There’s a place down the road from my office that I love to go to for lunch most days. It’s a popular little warung restaurant called Lili’s, and although they have the widest variety of dishes behind the counter I’ve seen in any warung in Dili – maybe 25 or 30 options – I almost always go for the same combination: red rice, tempeh with green beans, oily eggplant or papaya, a tongful of green mystery vegetable, and an iced tea, no sugar. I always sit underneath the fan, facing the street, and read a long article on my phone while I eat.
Some days, like today, they run out of red rice before I get there.
On the grand scale of human catastrophes, the absence of red rice at Lili’s ranks so close to the bottom it’s probably buried underground.
But when you’re a person who thrives in routine, who tenses up tight when things don’t Go To Plan, a single twig like red rice can send the whole structure tumbling down.
Last week’s red rice lunch (The Plan), and today’s yellow rice (not The Plan)
As I ate my lunch – with its sub-par yellow rice – and read this compelling piece, I reflected on a languid morning in the office, and how I’d rouse myself into action for the afternoon. I decided on a lunch coffee, and then deliberated: do I go to Agua de Coco, like I usually do, for a lovely bitter $1 long black served to me by the smiling Portuguese man nicknamed the Captain – or do I lean into my sweaty whiteness and go to Gloria Jean’s for the $4 iced coffee I secretly crave?
I fretted about it for far too long, then, in a fit of frustration with myself (this doesn’t matter!), abandoned both options and headed up the road back towards work. I decided I’d turn right at Dili Backpackers and see if the new coffee shop in the courtyard of the international supermarket was open – if it was, I’d sit for 30 minutes and do the Tetun study I promised myself last night I’d attempt every day this month. And if it wasn’t, I’d just return to work.
Not only was the shop open, but it was deserted except for Daniel, the head of the non-government organisation that supports their coffee brand. I met Daniel – and found out about Maubere Mountain coffee – when I attended their coffee festival in June.
Maubere long black and attempted Tetun study
We exchanged smiles and I ordered my coffee, sitting down solo in the peaceful shade with my open Tetun textbook. Perhaps ten minutes in, Daniel came over to say hello, and I closed my book to chat for a while.
He invited me to visit their office some time, then told me about his previous work as a photographer, mentioning the coffee table book of photographs of Timor-Leste he’d published. A copy emerged from behind the cafe’s counter and I leafed through, eyeing beautiful shots of Dili’s pervasive light dappling children in church clothes, kiosk men waiting quietly beneath brilliant bright umbrellas, the all-to-familiar white of my suburb‘s lighthouse and the joggers that pause for breath at its base.

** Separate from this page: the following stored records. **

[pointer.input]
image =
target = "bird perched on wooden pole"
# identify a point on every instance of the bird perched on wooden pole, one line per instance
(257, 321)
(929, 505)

We spoke until the end of my lunch break, and I stood reluctantly to return to work. Instead of heading left, back towards Dili Backpackers, I turned right from the courtyard – guessing, correctly, that right-left-left would get me back to work on the parallel road quicker than the left-right-right way I’d arrived. And not only was it quicker, it was beautiful, too: on the short walk I passed buildings I’d never seen before, and, for the first time in a while, paid attention to the brilliant pink-orange bougainvillaea that seem to line every street here.

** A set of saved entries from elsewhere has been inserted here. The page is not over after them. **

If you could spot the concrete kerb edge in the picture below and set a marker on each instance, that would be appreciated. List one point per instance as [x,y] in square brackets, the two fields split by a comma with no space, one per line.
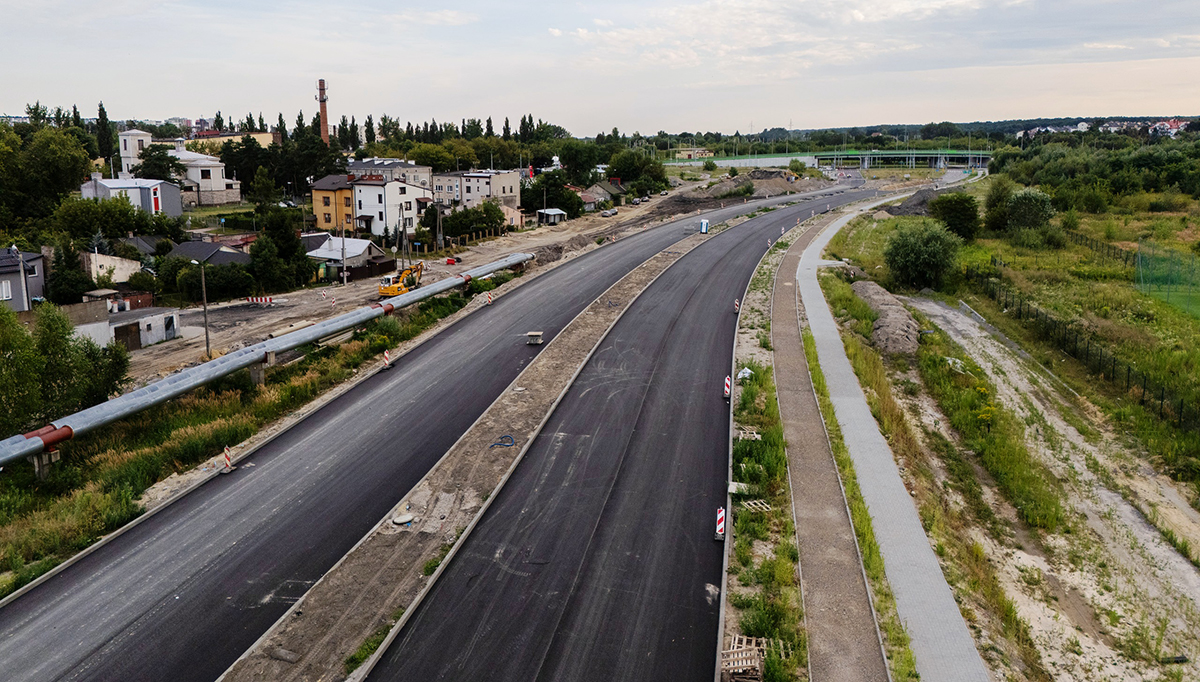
[825,428]
[235,458]
[369,665]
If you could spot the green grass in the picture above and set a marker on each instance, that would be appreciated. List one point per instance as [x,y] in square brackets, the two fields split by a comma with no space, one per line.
[94,490]
[895,638]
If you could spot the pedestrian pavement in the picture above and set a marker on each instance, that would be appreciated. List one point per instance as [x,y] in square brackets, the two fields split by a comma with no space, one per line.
[844,639]
[941,642]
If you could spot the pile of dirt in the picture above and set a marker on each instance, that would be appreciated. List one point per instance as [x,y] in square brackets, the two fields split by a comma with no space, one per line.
[895,330]
[916,204]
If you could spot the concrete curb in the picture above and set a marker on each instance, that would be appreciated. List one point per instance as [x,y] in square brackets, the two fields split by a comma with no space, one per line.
[369,665]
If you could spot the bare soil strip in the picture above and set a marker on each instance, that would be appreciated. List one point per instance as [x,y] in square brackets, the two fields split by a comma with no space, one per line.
[385,572]
[844,641]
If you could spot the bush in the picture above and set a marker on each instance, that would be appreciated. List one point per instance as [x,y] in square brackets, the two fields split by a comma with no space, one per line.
[922,255]
[1029,209]
[959,211]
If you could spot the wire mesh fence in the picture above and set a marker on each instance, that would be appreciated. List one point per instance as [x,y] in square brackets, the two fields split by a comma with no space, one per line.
[1169,404]
[1169,275]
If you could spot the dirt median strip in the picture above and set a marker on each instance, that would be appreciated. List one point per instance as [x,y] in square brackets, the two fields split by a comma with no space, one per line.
[387,570]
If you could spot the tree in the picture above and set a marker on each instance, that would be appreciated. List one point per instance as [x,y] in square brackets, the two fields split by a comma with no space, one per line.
[157,163]
[921,255]
[959,211]
[67,282]
[103,133]
[1029,209]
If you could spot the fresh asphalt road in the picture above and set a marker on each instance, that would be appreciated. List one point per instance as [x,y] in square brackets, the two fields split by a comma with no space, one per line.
[183,594]
[597,560]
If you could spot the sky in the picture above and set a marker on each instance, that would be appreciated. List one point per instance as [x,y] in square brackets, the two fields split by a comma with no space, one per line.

I felt happy, present and purposeful on my walk back to work.
My 30-minute study session had ended abruptly, and my month of daily practise seemed doomed to flop on the first of the month. My worrisome mind was still whirring, trying to figure out if the yellow rice was as filling as the red, as nutritious, as good a lunch option, and I still had no clear idea of what I’d do when I returned to the office. The Plan – however insignificant; however inconsequential to the bigger picture – appeared to have Fallen Dramatically Apart.
And it doesn’t matter. Of course it doesn’t. I spend so much time staring down at the stepping-stones, trying not to slip and fall, that I forget to look up and see everything around me. I’m so worried about the risk of cracking my head I forget the thrill of rushing through the rapids.
Xanana Sports Centre – a place I’ve never seen before
I need so badly for everything to follow the path I’ve set for it – red rice and to-dos and monthly goals – that I forget to turn the opposite way, to see what’s round the other corner.
And I forget right-left-left gets you to the same place as left-right-right, just by a different route. And that that different route makes all the difference.